The period between 2018-2022 saw a strong increase in merger and acquisition activities concerning “alternative energies”. The figures for 2023 point to a weaker year and, although the number of deals were in line with those seen in 2022, the amount in EUR terms fell significantly to €11.4bn. As the next section explains, funding costs significantly increased for corporates, making it more difficult for M&A opportunities to materialise. We would expect M&A activities for the sector to grow again if funding costs lessen.

M&A volumes for alternative energies in North America and EMEA declined in 2023 on higher funding costs

Source: Bloomberg BNEF, ING
Bloomberg BNEF, ING

Financing costs sharply increased

Due to its capital intensive nature, the European utility sector is a heavy user of bank loans and bonds. While parts of investment need to be financed by new financial instruments, utilities also face loans and bonds redemptions. On top of higher operating costs, the sector has to finance parts of its capital expenditure and refinance its debt at much higher interest rates than in the last five years.

Today, the sector pays an average of 3.7% in yield for a five-year senior bond. In 2022, this yield was 3% on average. In the period 2018-2021, utilities could issue five-year senior bonds with an average coupon of 0.8%. Our ING rates strategists believe that the European Central Bank will start cutting rates over the course of 2024 and that a “neutral” 2-2.5% rate by the end of 2025 could be achieved.

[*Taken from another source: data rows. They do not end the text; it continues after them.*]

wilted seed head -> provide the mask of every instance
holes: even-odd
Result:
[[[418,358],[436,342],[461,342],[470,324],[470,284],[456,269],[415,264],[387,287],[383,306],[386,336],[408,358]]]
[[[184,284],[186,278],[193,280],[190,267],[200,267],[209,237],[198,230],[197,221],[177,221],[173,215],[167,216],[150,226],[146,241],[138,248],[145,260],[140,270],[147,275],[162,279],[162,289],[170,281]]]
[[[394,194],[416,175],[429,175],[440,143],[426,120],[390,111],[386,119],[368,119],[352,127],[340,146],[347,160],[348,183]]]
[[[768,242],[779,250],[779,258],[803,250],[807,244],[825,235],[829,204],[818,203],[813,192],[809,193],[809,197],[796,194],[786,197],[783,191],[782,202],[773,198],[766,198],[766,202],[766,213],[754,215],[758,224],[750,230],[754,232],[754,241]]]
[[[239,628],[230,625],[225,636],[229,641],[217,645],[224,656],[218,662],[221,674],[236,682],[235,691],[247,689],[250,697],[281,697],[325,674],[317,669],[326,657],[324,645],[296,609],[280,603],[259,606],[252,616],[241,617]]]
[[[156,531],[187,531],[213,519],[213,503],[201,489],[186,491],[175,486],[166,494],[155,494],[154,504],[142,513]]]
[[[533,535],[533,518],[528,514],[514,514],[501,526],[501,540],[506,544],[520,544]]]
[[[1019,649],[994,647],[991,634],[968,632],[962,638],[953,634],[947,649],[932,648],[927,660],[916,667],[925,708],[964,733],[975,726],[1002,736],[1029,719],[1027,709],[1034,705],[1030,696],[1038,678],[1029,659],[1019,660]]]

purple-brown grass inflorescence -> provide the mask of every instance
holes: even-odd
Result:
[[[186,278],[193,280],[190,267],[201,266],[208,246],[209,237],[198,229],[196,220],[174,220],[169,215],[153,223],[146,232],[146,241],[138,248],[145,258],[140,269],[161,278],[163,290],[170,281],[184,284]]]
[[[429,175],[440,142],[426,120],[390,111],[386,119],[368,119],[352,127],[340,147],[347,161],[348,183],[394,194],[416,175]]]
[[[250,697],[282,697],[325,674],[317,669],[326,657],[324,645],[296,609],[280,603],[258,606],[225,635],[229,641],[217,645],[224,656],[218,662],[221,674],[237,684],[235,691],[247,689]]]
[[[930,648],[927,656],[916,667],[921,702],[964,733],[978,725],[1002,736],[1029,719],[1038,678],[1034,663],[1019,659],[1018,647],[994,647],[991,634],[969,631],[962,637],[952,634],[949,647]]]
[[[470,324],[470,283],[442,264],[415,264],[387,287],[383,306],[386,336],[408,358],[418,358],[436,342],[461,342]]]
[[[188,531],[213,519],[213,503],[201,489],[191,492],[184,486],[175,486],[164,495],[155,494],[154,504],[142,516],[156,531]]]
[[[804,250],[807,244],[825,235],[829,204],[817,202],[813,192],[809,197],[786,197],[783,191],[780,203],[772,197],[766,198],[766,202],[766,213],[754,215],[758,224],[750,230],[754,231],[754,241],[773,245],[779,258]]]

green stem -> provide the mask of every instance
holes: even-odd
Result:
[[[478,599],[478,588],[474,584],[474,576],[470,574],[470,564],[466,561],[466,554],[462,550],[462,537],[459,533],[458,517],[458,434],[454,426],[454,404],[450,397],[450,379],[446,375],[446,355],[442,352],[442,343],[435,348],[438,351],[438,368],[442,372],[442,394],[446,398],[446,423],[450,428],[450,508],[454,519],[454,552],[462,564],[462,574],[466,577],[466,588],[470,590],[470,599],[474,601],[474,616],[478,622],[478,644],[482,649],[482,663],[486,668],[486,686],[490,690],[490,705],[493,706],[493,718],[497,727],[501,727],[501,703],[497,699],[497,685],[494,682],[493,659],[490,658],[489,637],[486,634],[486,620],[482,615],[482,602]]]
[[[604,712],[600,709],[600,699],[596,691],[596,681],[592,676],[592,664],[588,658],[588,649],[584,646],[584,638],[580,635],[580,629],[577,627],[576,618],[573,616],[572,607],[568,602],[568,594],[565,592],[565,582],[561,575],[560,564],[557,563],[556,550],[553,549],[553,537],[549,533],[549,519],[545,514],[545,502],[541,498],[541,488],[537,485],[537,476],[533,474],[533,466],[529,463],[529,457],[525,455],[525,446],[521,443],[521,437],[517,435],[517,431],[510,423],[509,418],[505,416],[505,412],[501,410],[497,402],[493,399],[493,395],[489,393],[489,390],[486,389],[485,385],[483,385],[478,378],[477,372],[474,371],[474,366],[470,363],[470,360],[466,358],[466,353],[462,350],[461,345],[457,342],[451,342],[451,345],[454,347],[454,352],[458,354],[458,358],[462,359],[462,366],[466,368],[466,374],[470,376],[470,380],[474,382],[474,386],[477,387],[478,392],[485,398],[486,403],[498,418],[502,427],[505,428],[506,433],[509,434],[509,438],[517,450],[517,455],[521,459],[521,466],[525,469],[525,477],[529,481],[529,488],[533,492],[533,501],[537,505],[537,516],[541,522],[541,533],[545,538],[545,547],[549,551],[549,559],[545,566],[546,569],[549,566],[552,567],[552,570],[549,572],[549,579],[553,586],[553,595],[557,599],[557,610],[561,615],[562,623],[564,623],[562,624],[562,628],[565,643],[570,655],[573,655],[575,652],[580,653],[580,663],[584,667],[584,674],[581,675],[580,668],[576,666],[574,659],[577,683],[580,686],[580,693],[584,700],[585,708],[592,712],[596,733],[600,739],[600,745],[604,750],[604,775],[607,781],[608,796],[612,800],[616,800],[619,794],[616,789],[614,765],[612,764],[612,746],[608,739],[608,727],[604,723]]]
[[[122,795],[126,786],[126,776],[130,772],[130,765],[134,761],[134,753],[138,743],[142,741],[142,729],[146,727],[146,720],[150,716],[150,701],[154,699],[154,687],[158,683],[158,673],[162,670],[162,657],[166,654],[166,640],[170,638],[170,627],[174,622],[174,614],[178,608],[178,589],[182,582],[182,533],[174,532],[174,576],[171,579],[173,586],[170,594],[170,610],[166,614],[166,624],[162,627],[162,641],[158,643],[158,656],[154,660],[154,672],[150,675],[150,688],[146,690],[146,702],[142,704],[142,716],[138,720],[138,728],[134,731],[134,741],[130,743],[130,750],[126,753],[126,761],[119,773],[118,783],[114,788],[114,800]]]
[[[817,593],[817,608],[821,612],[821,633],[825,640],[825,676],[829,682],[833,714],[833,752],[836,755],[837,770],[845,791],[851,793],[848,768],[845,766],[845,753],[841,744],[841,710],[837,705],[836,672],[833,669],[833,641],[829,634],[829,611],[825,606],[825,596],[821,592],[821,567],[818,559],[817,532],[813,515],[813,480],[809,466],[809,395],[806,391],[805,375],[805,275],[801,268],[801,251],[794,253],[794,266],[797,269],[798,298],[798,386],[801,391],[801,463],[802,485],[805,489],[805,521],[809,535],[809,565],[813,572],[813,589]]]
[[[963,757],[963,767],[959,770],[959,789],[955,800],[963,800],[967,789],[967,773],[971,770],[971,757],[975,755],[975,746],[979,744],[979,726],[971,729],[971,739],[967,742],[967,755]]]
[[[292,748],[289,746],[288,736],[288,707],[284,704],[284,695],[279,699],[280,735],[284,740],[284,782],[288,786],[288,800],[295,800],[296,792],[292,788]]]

Average yield paid by utilities on new debt issued on the EUR bond market (%)

Source: ING
ING

Financial leverage remains a concern

Parts of capital expenditure plans are financed by debt, especially for network utilities whose regulated cash flow generation does not provide them with the sufficient funds to finance investment plans. In 2023 and 2024, we deem network utilities’ investment plans to surpass earnings before interest and depreciation (EBITDA) by 30%. For integrated utilities, earnings are sufficient to finance capital expenditure needs. However, EBITDA represents the revenues generated by the activities taking into consideration operating costs and operating taxes. The financial indicator does not take into consideration interest expenses on financial debt, and the remuneration of shareholders.

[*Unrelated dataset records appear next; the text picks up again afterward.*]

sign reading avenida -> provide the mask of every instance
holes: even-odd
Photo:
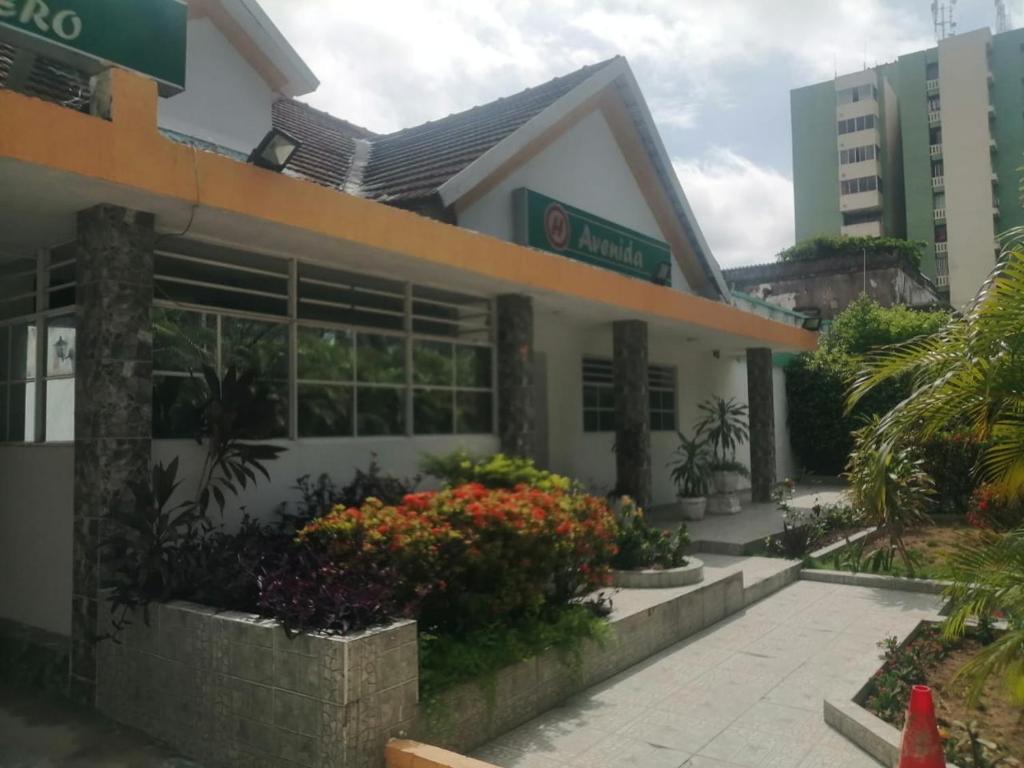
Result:
[[[185,87],[183,0],[0,0],[0,40],[96,70],[152,77],[164,95]]]
[[[667,275],[668,243],[619,226],[532,189],[513,193],[516,240],[616,272],[655,280]]]

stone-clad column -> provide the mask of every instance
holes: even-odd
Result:
[[[498,297],[498,434],[509,456],[533,458],[533,299]]]
[[[647,323],[612,325],[615,381],[615,471],[620,493],[641,507],[651,503],[651,412],[647,373]]]
[[[148,483],[152,437],[153,216],[101,205],[78,214],[75,490],[70,691],[92,704],[100,543],[114,510]]]
[[[747,400],[750,403],[751,497],[771,501],[775,485],[775,389],[772,384],[772,351],[765,347],[747,350]]]

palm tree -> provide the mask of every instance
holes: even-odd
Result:
[[[977,297],[931,336],[870,353],[848,407],[883,381],[909,377],[910,395],[875,426],[889,444],[907,444],[956,427],[985,445],[977,471],[1012,497],[1024,495],[1024,230],[1003,252]],[[1024,701],[1024,528],[989,534],[964,546],[951,562],[948,637],[968,619],[1001,612],[1008,630],[961,672],[976,698],[985,681],[1003,674]]]

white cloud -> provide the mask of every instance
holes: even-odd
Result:
[[[793,244],[793,183],[781,173],[724,148],[673,165],[722,267],[771,261]]]
[[[322,85],[315,105],[375,130],[466,109],[617,53],[667,123],[729,101],[769,64],[797,85],[927,47],[923,4],[884,0],[263,0]],[[910,10],[913,9],[913,12]]]

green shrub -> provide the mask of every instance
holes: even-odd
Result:
[[[802,467],[817,474],[840,474],[853,450],[853,432],[910,393],[909,381],[887,381],[847,413],[846,396],[861,356],[879,345],[930,333],[946,320],[941,312],[882,307],[862,296],[836,317],[817,351],[790,361],[786,367],[790,440]]]
[[[867,251],[870,260],[875,254],[899,253],[920,269],[924,247],[925,243],[920,240],[901,240],[898,237],[822,235],[779,251],[775,258],[779,261],[811,261],[830,256],[861,256]]]
[[[479,483],[485,488],[515,488],[527,485],[543,491],[567,491],[572,485],[567,477],[538,469],[533,459],[496,453],[487,458],[474,458],[464,450],[440,456],[424,456],[420,461],[424,474],[441,480],[446,488],[466,483]]]
[[[982,445],[963,432],[940,432],[921,443],[924,468],[935,480],[937,512],[966,514],[978,488]]]
[[[680,525],[675,533],[655,528],[644,519],[643,511],[628,496],[622,498],[617,518],[619,535],[615,543],[619,551],[612,558],[612,568],[631,571],[686,565],[690,535],[685,525]]]

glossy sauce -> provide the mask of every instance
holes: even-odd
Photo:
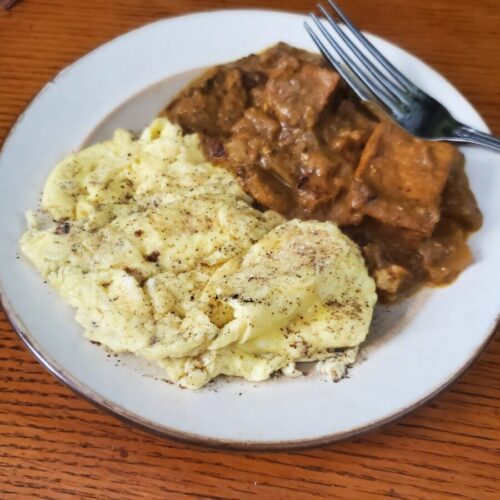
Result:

Capital expenditure to EBITDA ratio (%)

Source: Company data, ING
Company data, ING

Due to the funding needs of European utilities (especially network utilities) we do not expect the sector to improve its financial leverage ratios. 2024 should see the beginning of a phase of normalisation for power and gas prices. Nevertheless, the geopolitical situation in the Middle East could bring volatality to the markets in case of escalation. The sector seems to be better prepared today in the case of an energy crisis.